Exploring the potential of T7 bacteriophage protein Gp2 as a novel inhibitor of mycobacterial RNA polymerase

• Published in: Tuberculosis (Edinburgh, Scotland) Vol. 106; pp. 82 - 90
• Main Authors: du Plessis, J., Cloete, R., Burchell, L., Sarkar, P., Warren, R.M., Christoffels, A., Wigneshweraraj, S., Sampson, S.L.
• Format: Journal Article
• Language: English
• Published: Scotland Elsevier Ltd 01.09.2017; Elsevier Science Ltd
• Subjects: Antitubercular Agents - chemistry; Antitubercular Agents - pharmacology; Bacteria; Bacterial Proteins - chemistry; Bacterial Proteins - genetics; Bacterial Proteins - metabolism; Bacteriophage T7 - enzymology; Bacteriophage T7 - genetics; DNA-directed RNA polymerase; DNA-Directed RNA Polymerases - chemistry; DNA-Directed RNA Polymerases - genetics; DNA-Directed RNA Polymerases - metabolism; Drug discovery; Drug Discovery - methods; Drugs; E coli; Electrophoretic mobility; Escherichia coli - enzymology; Escherichia coli - genetics; Gene Expression Regulation, Bacterial; Gene Expression Regulation, Enzymologic; In silico analysis; Medical treatment; Molecular biology; Molecular Dynamics Simulation; Molecular modelling; Mycobacterium tuberculosis; Mycobacterium tuberculosis - enzymology; Mycobacterium tuberculosis - genetics; Mycobacterium tuberculosis - pathogenicity; Phages; Principal Component Analysis; Protein Binding; Protein Conformation; Protein interaction; Protein Interaction Domains and Motifs; Proteins; Repressor Proteins - chemistry; Repressor Proteins - genetics; Repressor Proteins - metabolism; Ribonucleic acid; RNA; RNA polymerase; T7 bacteriophage; Transcription; Transcription, Genetic; Tuberculosis; Molecular modelling; RNA polymerase; Drug discovery; Mycobacterium tuberculosis; T7 bacteriophage; In silico analysis
• ISSN: 1472-9792; 1873-281X
• DOI: 10.1016/j.tube.2017.07.004

Over the past six decades, there has been a decline in novel therapies to treat tuberculosis, while the causative agent of this disease has become increasingly resistant to current treatment regimens.

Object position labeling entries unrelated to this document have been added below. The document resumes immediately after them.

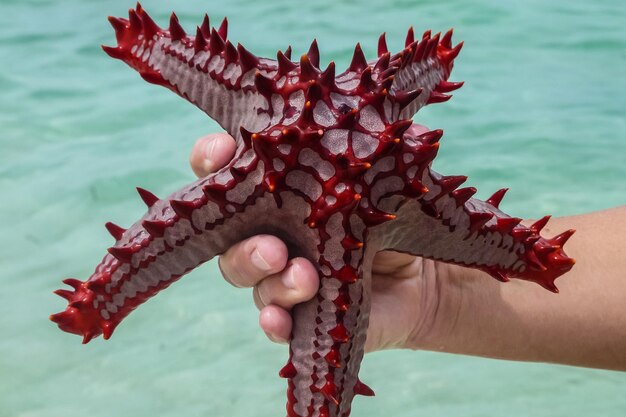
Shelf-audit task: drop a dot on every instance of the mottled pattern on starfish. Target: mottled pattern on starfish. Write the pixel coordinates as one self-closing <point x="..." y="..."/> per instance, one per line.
<point x="326" y="162"/>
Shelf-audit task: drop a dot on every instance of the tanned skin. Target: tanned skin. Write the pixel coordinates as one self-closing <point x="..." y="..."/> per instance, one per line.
<point x="428" y="305"/>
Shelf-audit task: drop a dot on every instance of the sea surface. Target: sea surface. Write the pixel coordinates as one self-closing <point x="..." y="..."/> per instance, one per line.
<point x="543" y="111"/>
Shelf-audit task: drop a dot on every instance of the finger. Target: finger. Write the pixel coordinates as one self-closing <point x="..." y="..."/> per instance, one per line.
<point x="391" y="263"/>
<point x="248" y="262"/>
<point x="416" y="130"/>
<point x="297" y="283"/>
<point x="211" y="152"/>
<point x="277" y="323"/>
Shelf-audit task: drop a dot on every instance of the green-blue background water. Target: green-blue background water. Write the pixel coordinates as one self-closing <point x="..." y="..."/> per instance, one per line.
<point x="542" y="111"/>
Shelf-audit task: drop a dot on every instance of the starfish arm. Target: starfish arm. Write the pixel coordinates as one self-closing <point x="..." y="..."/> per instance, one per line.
<point x="329" y="331"/>
<point x="177" y="234"/>
<point x="206" y="69"/>
<point x="420" y="73"/>
<point x="446" y="224"/>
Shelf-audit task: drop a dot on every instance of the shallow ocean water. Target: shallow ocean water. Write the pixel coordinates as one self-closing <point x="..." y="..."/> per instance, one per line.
<point x="543" y="111"/>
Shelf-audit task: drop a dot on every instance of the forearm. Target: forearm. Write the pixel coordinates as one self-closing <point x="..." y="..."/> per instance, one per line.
<point x="584" y="325"/>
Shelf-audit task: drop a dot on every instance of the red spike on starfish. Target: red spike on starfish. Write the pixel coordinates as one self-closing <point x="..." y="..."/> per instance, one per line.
<point x="497" y="197"/>
<point x="223" y="29"/>
<point x="115" y="231"/>
<point x="176" y="30"/>
<point x="147" y="197"/>
<point x="359" y="63"/>
<point x="382" y="45"/>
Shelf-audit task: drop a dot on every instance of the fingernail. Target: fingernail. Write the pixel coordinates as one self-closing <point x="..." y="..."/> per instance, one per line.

Bacteriophages (phages) are able to kill bacterial cells and understanding this process could lead to novel insights for the treatment of mycobacterial infections. Phages inhibit bacterial gene transcription through phage-encoded proteins which bind to RNA polymerase (RNAP), thereby preventing bacterial transcription. Gp2, a T7 phage protein which binds to the beta prime (β′) subunit of RNAP in Escherichia coli, has been well characterized in this regard. Here, we aimed to determine whether Gp2 is able to inhibit RNAP in Mycobacterium tuberculosis as this may provide new possibilities for inhibiting the growth of this deadly pathogen. Results from an electrophoretic mobility shift assay and in vitro transcription assay revealed that Gp2 binds to mycobacterial RNAP and inhibits transcription; however to a much lesser degree than in E. coli. To further understand the molecular basis of these results, a series of in silico techniques were used to assess the interaction between mycobacterial RNAP and Gp2, providing valuable insight into the characteristics of this protein-protein interaction.